One of my top priorities is maintaining and expanding flexibility in Federal highway programs. States are best positioned to understand their own transportation needs. Kansans should not be forced into the same mold as New York or California. A rural road that carries wheat, cattle, schoolbuses, and animals serves a very different purpose than a major urban corridor. Federal policy should respect those differences.

The BUILD America 250 Act provides States and local communities with the flexibility to direct resources where they need it most. It also helps ensure taxpayer dollars are used effectively instead of being tied up in Washington-driven mandates that do not fit local realities.

Finally, we are addressing the long-term solvency of the highway trust fund. The trust fund was created to provide a dedicated revenue source for the construction of the interstate highway system. It was built on a user-pays principle, with Federal fuel taxes serving as the main funding source.
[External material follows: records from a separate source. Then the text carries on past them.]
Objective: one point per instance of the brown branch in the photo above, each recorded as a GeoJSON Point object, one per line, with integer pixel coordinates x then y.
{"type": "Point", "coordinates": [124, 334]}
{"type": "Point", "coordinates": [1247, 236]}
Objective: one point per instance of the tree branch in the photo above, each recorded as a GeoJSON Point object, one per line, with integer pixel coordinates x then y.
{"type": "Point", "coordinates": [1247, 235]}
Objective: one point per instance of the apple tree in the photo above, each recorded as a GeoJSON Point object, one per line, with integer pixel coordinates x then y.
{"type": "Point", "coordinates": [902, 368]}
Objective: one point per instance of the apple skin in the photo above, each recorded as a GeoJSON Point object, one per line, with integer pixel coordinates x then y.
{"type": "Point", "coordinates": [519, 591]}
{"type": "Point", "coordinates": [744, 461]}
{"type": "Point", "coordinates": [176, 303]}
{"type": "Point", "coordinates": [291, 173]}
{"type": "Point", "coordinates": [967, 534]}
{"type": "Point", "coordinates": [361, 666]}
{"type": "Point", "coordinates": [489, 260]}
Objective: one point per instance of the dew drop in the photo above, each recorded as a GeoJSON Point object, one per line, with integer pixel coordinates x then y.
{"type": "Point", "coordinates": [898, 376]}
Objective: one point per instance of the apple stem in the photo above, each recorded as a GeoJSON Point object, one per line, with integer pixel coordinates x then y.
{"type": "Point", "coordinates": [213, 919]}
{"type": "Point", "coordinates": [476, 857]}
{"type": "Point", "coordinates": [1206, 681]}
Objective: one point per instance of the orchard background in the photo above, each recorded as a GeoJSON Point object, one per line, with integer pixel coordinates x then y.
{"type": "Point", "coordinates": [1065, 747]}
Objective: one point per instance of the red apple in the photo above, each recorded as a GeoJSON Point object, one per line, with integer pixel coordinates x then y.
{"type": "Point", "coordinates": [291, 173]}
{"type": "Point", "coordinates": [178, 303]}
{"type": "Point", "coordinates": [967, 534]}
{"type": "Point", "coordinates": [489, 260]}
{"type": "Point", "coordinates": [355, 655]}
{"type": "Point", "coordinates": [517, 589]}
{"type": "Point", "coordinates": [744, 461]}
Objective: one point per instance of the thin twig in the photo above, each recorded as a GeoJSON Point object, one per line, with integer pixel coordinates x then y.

That principle is still the right one, but the current model is no longer sustainable. American vehicles have become more fuel efficient, and some Americans even drive electric vehicles. That is why our legislation updates the highway trust fund, ensuring owners of electric vehicles still contribute to the maintenance of the roads they also rely on.

We are preserving the conservative idea that those who use the system help pay for it, while modernizing the way we keep our trust fund solvent and focus on our core mission.

Mr. Speaker, America is a nation that builds. That spirit helped President Eisenhower, a proud Kansan, leave a transportation legacy that still serves our country today.

The House Transportation and Infrastructure Committee is honoring that legacy by focusing on the basics, respecting States, spending taxpayer dollars wisely, and strengthening the roads, bridges, and freight networks that keep America moving. I urge my committee colleagues to support the BUILD America 250 Act going forward.